Greenway Executive Director Jesse Brackenbury Honored With ‘Ten Outstanding Young Leaders’ Award; Urges Boston Region to Forge New Winter Identity
Jesse Brackenbury, Executive Director of the Greenway Conservancy, was honored on Thursday, October 29, 2015, by the Greater Boston Chamber of Commerce as one of the Chamber’s ‘Ten Outstanding Young Leaders‘ for 2015. Brackenbury shared the honor with Congressman Seth Moulton, Boston Globe Managing Editor Linda Pizutti Henry, and Mayor Walsh’s Chief of Staff Dan Koh, among others. Brackenbury joins a distinguished list of past honorees, including seven members of the Kennedy family and a who’s who of influential Bostonians from the last 60+ years.
In their selection of Jesse, the Chamber offered: “Under [Jesse’s] leadership, the Conservancy has expanded free programming, constructed the landmark Greenway Carousel at the Tiffany & Co. Foundation Grove, built a free Wi-Fi network, and installed major pieces of public art. Brackenbury was the creator and manager of the nationally recognized Greenway Mobile Eats Program, which has significantly grown the Conservancy’s earned income. The Conservancy’s programming, sustainable practices, and public art have all won awards under his stewardship.”
In the lead-up to the awards ceremony, honorees were asked to dedicate their acceptance speech to raising an issue of economic opportunity impacting the Boston region that they are committed to addressing. Read below for Jesse’s remarks, which elicited immediate support from all who’ve made it through a tough New England winter:
Thank you, Jim [Rooney], and thank you to the Chamber. I’m delighted to accept this award on behalf of The Greenway’s wonderful staff, Board, and donors.
The Greenway was once tagged as the ‘Empty Way’ by the Boston Globe. But today, the park is flourishing with 300 free events, The Greenway Carousel at The Tiffany & Co. Foundation Grove, and contemporary public art exhibits like the recent Janet Echelman aerial sculpture.

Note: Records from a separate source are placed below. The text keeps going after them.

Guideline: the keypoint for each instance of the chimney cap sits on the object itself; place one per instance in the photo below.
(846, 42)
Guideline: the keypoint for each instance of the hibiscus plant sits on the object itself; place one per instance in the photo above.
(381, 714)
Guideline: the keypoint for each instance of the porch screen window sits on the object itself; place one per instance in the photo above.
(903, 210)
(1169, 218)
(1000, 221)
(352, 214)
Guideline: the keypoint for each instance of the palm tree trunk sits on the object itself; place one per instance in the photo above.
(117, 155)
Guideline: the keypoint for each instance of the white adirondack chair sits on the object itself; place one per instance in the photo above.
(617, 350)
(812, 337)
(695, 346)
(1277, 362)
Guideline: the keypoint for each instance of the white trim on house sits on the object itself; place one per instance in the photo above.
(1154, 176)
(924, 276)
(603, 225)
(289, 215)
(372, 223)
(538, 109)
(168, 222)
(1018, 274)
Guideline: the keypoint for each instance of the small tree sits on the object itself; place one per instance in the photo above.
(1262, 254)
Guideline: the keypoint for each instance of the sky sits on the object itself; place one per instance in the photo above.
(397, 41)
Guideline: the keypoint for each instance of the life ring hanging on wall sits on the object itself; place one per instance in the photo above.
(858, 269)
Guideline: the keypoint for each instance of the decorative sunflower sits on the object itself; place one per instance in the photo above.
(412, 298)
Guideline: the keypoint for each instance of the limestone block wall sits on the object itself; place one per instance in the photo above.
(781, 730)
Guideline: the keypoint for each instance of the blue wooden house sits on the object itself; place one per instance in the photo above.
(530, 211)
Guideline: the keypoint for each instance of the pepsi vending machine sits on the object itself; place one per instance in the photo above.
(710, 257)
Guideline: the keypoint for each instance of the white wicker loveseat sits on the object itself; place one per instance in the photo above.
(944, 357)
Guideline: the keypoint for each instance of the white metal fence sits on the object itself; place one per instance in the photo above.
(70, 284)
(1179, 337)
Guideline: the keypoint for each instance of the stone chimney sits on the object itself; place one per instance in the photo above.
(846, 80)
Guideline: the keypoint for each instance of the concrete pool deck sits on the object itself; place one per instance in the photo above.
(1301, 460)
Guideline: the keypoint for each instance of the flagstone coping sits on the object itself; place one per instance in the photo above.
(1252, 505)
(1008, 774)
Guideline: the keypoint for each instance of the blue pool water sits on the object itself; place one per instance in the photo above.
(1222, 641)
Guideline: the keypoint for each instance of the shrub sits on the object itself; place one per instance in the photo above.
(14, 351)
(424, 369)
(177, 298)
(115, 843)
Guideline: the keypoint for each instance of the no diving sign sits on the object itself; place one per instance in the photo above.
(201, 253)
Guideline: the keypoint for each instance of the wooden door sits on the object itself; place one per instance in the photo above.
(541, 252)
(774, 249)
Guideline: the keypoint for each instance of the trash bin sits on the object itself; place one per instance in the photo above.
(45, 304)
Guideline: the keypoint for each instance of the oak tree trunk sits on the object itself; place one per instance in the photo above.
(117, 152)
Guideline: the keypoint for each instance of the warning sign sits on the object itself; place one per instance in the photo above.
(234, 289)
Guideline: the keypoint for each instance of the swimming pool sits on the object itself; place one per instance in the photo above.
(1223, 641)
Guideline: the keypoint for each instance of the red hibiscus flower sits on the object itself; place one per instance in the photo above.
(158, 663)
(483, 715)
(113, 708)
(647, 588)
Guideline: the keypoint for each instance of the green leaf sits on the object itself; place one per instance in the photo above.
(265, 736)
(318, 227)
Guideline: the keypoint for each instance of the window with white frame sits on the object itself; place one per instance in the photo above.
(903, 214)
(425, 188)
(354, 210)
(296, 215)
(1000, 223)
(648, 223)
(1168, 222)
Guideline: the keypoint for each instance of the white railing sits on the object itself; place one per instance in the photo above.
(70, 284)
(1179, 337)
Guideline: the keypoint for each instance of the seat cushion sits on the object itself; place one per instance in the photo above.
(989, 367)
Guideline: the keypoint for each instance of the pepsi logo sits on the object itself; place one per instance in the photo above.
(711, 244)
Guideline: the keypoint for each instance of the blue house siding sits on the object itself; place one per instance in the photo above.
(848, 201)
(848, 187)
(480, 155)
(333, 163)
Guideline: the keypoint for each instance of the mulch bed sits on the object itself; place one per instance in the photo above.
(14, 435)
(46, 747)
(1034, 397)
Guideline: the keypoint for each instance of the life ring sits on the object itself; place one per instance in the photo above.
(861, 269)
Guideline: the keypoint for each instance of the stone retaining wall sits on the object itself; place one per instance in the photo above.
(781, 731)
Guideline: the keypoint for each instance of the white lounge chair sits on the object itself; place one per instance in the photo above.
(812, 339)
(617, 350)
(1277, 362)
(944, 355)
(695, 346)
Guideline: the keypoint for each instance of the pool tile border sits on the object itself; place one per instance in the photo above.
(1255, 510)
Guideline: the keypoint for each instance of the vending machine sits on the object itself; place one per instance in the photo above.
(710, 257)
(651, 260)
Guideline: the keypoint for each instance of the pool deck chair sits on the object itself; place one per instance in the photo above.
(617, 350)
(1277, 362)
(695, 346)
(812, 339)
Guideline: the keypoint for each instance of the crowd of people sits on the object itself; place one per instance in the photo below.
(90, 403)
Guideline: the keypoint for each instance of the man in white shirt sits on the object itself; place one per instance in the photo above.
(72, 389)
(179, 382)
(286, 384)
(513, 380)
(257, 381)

The Greenway annually draws 1.1 million trackable visitors plus millions more who passively enjoy the park. And the Globe now calls The Greenway “the people’s park” and “the most unconditionally happy place in Boston.”
Not only does The Greenway improve our quality of life, it’s also an economic driver. Our food trucks and free Wi-Fi draw financial district workers, who hold business meetings in Adirondack chairs and over beers in the park.
That said, we see a major economic and quality-of-life opportunity for Greater Boston: Winter.
Since Boston can’t get rid of winter, we need to embrace it. Unlike other world-class, cold-weather cities, Boston isn’t making the most of our snow-filled months. Our infrastructure is ill-prepared and our recreational options limited.
A new fourth-season identity would help both economically and competitively.
Ottawa has Winterlude, Quebec has Carnivale and Montreal has Igloofest. Chicago, Denver and Philly boast enviable holiday markets. And New York has Bryant Park’s Winter Village, the Union Square Holiday Market, and Rockefeller Center’s tree lighting and ice skating. Boston’s winter activity? Moving parking space savers.
The Winter Cities Institute – yes, there is such a thing – sums it up well: “The best winter cities plan for and pay attention to the details of winter livability. They find opportunities for innovation… and embrace the season.”
Just as The Greenway’s warm-weather activation has boosted quality of life and surrounding property values, winter improvements can similarly be a catalyst for economic growth in Greater Boston.
Winter is challenging, and the solutions will require time and investment. I look forward to working with the impressive leaders in this room and around Boston to make our city an appealing place to live, work, and visit ALL 12 months of the year.
Thank you again.
On behalf of the staff at The Greenway, we congratulate Jesse on this honor and thank the Boston Chamber for recognizing his hard work. Now we hope you’ll work with us to activate Boston in winter!